Li Zi, Guan Ming, Sun Dong, Xu Yong, Li Feng, Xiong Wei
Department of orthopedics, Tongji Hospital, Tongji Medical College, Huazhong University of Science and Technology, 1095#, Jiefang Ave, Wuhan, Hubei, China.
Department of orthopedics, Taikang Tongji Hospital, Wuhan, Hubei, China.
BMC Musculoskelet Disord. 2018 Nov 20;19(1):406. doi: 10.1186/s12891-018-2331-0.
Various types of magnetic resonance imaging (MRI) and computed tomography (CT) findings are used to differentiate malignant vertebral fractures (MVFs) from osteoporotic vertebral fractures (OVFs). The distinguishing ability of any single finding is limited. This study developed a novel scoring system that integrates multiple MRI and CT signs for improved accuracy of differential diagnosis between MVFs and OVFs.
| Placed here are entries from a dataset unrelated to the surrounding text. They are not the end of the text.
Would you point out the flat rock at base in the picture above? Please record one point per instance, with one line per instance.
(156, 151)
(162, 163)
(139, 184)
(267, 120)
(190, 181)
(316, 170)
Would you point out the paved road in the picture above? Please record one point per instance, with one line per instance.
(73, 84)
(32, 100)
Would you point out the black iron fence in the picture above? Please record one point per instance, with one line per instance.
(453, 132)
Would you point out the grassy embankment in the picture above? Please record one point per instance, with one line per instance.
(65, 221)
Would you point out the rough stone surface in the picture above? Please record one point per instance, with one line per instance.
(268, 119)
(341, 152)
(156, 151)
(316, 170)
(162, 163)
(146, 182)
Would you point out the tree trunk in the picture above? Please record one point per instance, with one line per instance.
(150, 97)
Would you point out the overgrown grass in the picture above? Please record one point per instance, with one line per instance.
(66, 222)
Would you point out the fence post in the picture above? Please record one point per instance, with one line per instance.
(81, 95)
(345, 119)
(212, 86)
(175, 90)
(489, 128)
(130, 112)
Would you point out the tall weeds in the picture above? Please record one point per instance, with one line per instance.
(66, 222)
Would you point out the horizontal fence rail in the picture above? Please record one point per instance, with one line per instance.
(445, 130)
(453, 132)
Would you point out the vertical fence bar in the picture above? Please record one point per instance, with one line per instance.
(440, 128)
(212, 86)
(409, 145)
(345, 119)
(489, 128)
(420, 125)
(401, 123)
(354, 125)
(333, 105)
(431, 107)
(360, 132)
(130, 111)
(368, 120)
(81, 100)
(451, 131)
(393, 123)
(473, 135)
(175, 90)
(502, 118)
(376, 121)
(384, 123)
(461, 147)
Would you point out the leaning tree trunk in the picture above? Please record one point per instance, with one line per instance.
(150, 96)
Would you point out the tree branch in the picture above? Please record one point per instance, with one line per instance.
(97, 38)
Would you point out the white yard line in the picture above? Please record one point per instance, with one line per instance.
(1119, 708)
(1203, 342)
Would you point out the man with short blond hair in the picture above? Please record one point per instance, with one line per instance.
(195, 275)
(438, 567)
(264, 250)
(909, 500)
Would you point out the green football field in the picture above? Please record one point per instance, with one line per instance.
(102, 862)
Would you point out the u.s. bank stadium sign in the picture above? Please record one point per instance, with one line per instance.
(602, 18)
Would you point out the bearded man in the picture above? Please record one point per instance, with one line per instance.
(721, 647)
A total of 150 MVFs and 150 OVFs in thoracolumbar vertebrae were analyzed. MRI and CT images were obtained within 2 months of the probable time of fracture. The sensitivity and specificity of 15 MRI and CT image findings were evaluated. A stepwise discriminant analysis using these signs as variables was used to create a scoring system to differentiate MVFs from OVFs.
All 15 image findings had strong specificity and moderate sensitivity. Seven MRI and three CT image findings were selected and assigned integral values in the final scoring system. A total score of 4 or greater points indicated MVF, whereas a total score of 3 or fewer points indicated OVF. The classification accuracy was 98.3% in the test set.
This novel scoring system using MRI and CT radiologic findings to differentiate MVFs from OVFs in Chinese patients was efficient with high accuracy and good applicability.
多种类型的磁共振成像(MRI)和计算机断层扫描(CT)结果被用于区分恶性椎体骨折(MVF)和骨质疏松性椎体骨折(OVF)。任何单一结果的鉴别能力都有限。本研究开发了一种新颖的评分系统,该系统整合了多种MRI和CT征象,以提高MVF和OVF鉴别诊断的准确性。
对150例胸腰椎的MVF和150例OVF进行分析。在可能的骨折时间2个月内获取MRI和CT图像。评估15项MRI和CT图像结果的敏感性和特异性。使用这些征象作为变量进行逐步判别分析,以创建一个区分MVF和OVF的评分系统。
所有15项图像结果均具有较高的特异性和中等的敏感性。在最终的评分系统中选择了7项MRI和3项CT图像结果并赋予积分值。总分4分或更高表明为MVF,而总分3分或更低表明为OVF。测试集中的分类准确率为98.3%。
这种利用MRI和CT影像学结果来区分中国患者MVF和OVF的新颖评分系统高效、准确且适用性良好。